Unfortunately QTKit doesn’t have some hidden update-in-place method. But! that isn’t to say it doesn’t have a bunch of really useful stuff that should be public for the sake of mine, and as a result everyone else’s sanity.
The following are just a few of the hidden methods, they’re simply the ones I found the most immediately useful.
@property float treble;
@property float bass;
The treble and bass properties do exactly what you think they do, they change the bass and treble levels on the receiving movie. The value scale is (oddly) between -8.0 and 8.0, 0.0 being default.
@property float balance;
Balance, just like the treble and bass properties, does exactly what you think it does. The value scale is between -1.0 and 1.0, 0.0 being default.
@property float gain;
I can’t say I am entirely sure about this property, it appears to be an alias for volume. The value scale is 0.0 to 1.0, 1.0 being default.
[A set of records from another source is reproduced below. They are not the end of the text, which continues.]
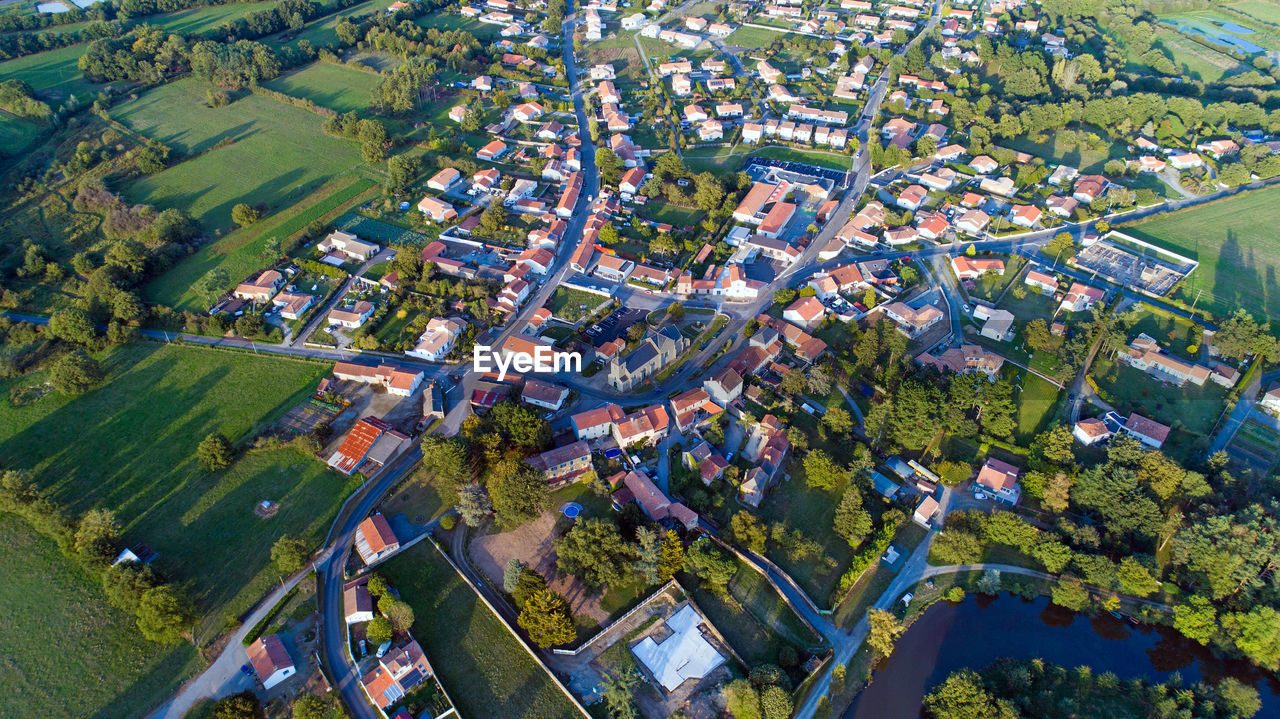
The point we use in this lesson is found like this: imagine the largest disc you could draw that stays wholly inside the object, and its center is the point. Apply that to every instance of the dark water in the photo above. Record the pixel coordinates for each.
(981, 630)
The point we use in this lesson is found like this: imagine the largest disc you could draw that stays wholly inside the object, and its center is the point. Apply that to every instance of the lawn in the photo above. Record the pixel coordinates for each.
(831, 161)
(337, 87)
(812, 511)
(1036, 403)
(67, 651)
(54, 74)
(572, 305)
(480, 664)
(131, 445)
(241, 252)
(1191, 410)
(254, 150)
(1234, 242)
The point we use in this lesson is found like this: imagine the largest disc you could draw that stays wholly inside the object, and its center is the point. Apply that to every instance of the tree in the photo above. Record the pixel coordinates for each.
(1134, 578)
(776, 703)
(746, 531)
(709, 564)
(547, 619)
(245, 215)
(73, 325)
(97, 535)
(397, 612)
(163, 616)
(594, 552)
(214, 452)
(883, 631)
(289, 554)
(474, 504)
(379, 631)
(823, 472)
(74, 372)
(851, 521)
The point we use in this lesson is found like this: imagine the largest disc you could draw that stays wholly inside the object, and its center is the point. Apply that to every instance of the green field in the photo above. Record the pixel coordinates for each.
(240, 252)
(54, 74)
(131, 445)
(67, 653)
(1234, 242)
(277, 154)
(480, 664)
(1036, 402)
(329, 86)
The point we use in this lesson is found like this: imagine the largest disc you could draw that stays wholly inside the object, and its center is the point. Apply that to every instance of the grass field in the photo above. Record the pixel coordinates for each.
(53, 74)
(1036, 403)
(240, 252)
(278, 154)
(1234, 242)
(480, 664)
(329, 86)
(67, 651)
(131, 445)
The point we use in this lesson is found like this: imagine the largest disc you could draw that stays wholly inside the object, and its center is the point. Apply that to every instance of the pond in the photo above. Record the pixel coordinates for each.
(981, 630)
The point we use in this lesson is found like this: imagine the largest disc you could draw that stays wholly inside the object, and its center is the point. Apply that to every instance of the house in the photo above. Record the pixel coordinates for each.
(547, 395)
(808, 312)
(444, 179)
(1079, 298)
(397, 673)
(260, 288)
(972, 269)
(723, 387)
(375, 539)
(270, 660)
(348, 244)
(1001, 479)
(1091, 431)
(437, 210)
(924, 512)
(562, 465)
(1147, 431)
(353, 317)
(691, 407)
(659, 348)
(1043, 280)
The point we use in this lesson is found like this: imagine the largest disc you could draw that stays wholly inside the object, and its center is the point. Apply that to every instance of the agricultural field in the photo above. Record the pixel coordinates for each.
(1234, 242)
(336, 87)
(72, 654)
(131, 445)
(480, 664)
(54, 74)
(241, 252)
(254, 150)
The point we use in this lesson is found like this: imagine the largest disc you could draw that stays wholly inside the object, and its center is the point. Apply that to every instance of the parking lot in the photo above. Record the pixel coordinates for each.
(616, 325)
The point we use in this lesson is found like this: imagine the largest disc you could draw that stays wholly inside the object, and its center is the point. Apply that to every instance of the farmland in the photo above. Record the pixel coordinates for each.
(329, 86)
(72, 654)
(131, 445)
(240, 252)
(1234, 242)
(254, 150)
(478, 660)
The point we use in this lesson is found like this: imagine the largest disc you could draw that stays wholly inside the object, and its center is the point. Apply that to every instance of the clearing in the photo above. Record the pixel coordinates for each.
(479, 662)
(1234, 242)
(254, 150)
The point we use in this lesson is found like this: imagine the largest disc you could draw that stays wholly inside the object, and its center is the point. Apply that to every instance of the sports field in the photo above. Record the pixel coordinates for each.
(131, 445)
(72, 654)
(272, 154)
(1235, 244)
(329, 86)
(480, 664)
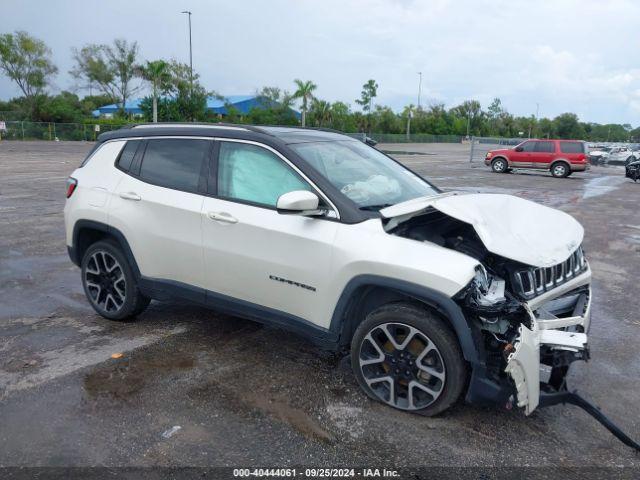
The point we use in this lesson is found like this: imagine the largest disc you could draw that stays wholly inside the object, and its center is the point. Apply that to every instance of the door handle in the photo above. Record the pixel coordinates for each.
(222, 217)
(130, 196)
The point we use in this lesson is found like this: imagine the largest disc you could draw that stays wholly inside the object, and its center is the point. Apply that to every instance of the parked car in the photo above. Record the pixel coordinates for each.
(599, 154)
(560, 157)
(632, 170)
(619, 156)
(436, 296)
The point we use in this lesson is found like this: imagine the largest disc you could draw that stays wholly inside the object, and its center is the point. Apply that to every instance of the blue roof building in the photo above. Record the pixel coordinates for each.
(242, 103)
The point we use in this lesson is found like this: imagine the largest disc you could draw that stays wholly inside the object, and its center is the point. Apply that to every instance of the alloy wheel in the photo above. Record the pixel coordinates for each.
(559, 170)
(499, 166)
(402, 366)
(105, 282)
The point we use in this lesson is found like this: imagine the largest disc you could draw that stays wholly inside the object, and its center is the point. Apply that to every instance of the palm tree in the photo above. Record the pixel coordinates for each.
(305, 92)
(321, 111)
(158, 74)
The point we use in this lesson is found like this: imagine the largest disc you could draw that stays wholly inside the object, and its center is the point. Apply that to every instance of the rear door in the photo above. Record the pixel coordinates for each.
(158, 206)
(543, 154)
(252, 252)
(572, 151)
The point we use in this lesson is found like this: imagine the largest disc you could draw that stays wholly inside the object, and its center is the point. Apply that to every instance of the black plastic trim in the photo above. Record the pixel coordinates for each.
(445, 305)
(160, 289)
(103, 227)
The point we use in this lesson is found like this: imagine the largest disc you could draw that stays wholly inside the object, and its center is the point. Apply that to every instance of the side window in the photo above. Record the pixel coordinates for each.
(127, 154)
(175, 163)
(528, 146)
(254, 174)
(571, 147)
(545, 147)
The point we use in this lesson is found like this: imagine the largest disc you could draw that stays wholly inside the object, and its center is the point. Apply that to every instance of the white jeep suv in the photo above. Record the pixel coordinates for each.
(436, 295)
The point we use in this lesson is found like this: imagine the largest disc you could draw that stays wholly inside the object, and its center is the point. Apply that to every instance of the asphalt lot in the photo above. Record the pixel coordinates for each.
(247, 395)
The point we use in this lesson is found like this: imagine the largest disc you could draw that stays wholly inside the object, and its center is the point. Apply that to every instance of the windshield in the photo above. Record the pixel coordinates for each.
(366, 176)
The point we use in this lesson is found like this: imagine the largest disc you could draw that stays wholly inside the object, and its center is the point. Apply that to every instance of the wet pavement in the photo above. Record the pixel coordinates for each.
(246, 395)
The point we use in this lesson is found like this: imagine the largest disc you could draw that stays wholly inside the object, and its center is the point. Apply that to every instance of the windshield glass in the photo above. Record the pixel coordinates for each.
(366, 176)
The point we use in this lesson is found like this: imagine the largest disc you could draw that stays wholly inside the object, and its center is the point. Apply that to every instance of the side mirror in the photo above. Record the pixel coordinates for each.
(299, 202)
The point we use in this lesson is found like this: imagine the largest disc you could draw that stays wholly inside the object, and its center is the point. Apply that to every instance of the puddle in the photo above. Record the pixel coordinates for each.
(601, 186)
(126, 377)
(250, 403)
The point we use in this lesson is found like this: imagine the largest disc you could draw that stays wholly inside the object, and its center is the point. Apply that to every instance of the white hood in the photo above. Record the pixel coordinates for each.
(508, 226)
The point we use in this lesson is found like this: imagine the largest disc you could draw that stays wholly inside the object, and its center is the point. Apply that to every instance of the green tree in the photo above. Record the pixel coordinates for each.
(304, 91)
(158, 74)
(567, 125)
(320, 112)
(26, 61)
(471, 112)
(110, 68)
(369, 92)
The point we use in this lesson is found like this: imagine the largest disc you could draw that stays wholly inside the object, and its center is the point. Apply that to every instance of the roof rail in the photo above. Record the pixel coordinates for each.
(230, 126)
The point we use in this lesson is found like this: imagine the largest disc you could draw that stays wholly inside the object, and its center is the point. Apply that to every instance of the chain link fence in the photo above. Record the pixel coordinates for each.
(24, 130)
(19, 130)
(479, 146)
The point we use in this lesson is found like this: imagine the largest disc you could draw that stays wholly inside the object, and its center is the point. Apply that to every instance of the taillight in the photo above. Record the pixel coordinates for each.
(72, 183)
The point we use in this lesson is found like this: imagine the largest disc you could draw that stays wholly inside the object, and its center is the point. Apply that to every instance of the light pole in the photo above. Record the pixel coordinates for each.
(419, 89)
(536, 119)
(190, 55)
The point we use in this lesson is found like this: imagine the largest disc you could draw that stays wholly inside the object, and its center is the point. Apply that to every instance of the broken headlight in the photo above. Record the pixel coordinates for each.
(486, 294)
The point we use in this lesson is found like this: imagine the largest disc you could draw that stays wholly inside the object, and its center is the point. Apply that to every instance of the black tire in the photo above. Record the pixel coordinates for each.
(119, 283)
(445, 360)
(560, 170)
(499, 165)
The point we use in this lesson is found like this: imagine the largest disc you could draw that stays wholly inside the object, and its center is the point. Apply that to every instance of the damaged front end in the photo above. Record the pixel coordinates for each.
(530, 343)
(528, 306)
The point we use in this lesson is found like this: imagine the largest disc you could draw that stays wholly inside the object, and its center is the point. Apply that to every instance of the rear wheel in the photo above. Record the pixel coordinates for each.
(560, 170)
(109, 283)
(499, 165)
(407, 357)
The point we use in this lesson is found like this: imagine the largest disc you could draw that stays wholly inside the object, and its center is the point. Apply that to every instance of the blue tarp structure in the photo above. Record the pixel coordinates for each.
(243, 103)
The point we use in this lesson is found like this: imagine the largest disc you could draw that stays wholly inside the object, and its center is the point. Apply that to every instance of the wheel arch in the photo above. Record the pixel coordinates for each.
(560, 160)
(87, 232)
(502, 157)
(364, 293)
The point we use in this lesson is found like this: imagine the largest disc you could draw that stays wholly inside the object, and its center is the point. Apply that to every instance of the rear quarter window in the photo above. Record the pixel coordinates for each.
(178, 164)
(127, 154)
(545, 147)
(572, 147)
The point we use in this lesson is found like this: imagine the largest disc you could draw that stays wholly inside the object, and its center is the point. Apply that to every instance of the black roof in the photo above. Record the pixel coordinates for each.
(284, 134)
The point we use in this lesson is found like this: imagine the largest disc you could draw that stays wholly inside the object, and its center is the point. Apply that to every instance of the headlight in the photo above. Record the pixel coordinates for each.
(489, 289)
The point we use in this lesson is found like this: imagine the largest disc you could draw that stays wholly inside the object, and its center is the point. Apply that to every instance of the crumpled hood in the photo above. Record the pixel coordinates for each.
(508, 226)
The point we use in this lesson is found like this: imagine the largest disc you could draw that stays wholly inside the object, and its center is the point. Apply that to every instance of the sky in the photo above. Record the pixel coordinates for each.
(578, 56)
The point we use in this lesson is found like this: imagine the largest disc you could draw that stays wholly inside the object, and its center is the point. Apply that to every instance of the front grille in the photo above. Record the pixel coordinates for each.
(534, 281)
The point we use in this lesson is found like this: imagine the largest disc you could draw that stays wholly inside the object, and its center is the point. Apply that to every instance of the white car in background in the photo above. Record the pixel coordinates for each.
(612, 155)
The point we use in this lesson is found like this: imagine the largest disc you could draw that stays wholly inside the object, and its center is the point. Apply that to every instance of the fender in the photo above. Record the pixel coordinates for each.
(111, 231)
(442, 303)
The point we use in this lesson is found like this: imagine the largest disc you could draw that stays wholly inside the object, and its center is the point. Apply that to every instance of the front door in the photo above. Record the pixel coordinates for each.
(157, 206)
(543, 154)
(252, 252)
(521, 155)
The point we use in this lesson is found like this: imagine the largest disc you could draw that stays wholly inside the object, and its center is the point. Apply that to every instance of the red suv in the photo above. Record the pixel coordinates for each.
(560, 157)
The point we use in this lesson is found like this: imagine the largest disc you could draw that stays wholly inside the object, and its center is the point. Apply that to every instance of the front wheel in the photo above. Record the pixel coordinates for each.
(499, 165)
(109, 283)
(407, 357)
(560, 170)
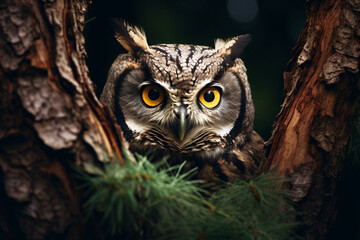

- (BOOL)isDRMAuthorized; - (BOOL)isDRMProtected;
By far the most amusing of the hidden methods. I could see this being fairly useful.
@property BOOL saveable;
As far as I can tell this is just a convenience method that doesn’t really seem to do anything all that useful.
@property (copy) NSDictionary *annotations;
This has to be the most useful of the properties I found. ‘annotations’ is dictionary which contains all of the metadata associated with the file you’ve loaded into a QTMovie.
@property (copy) NSString *copyright;
This is likely another convenience method, the same information is available thru -attributeForKey: if you don’t feel like using private methods.
There we plenty of other private methods, many of which were convenience methods. The list above is simply of the methods I found immediately useful, there are dozens more.
If you wish to view the dump in its entirety the dump file is available here [3].
[1]: Yes, I am aware of -updateMovieFile, it doesn’t work for anything other then MOV files.
[2]: Okay, if you hadn’t guessed by now I dumped QTKit on Leopard.
[3]: Code dump generated with “otool -o -V /System/Library/Frameworks/QTKit.framework/Versions/A/QTKit > QTKit.dump”.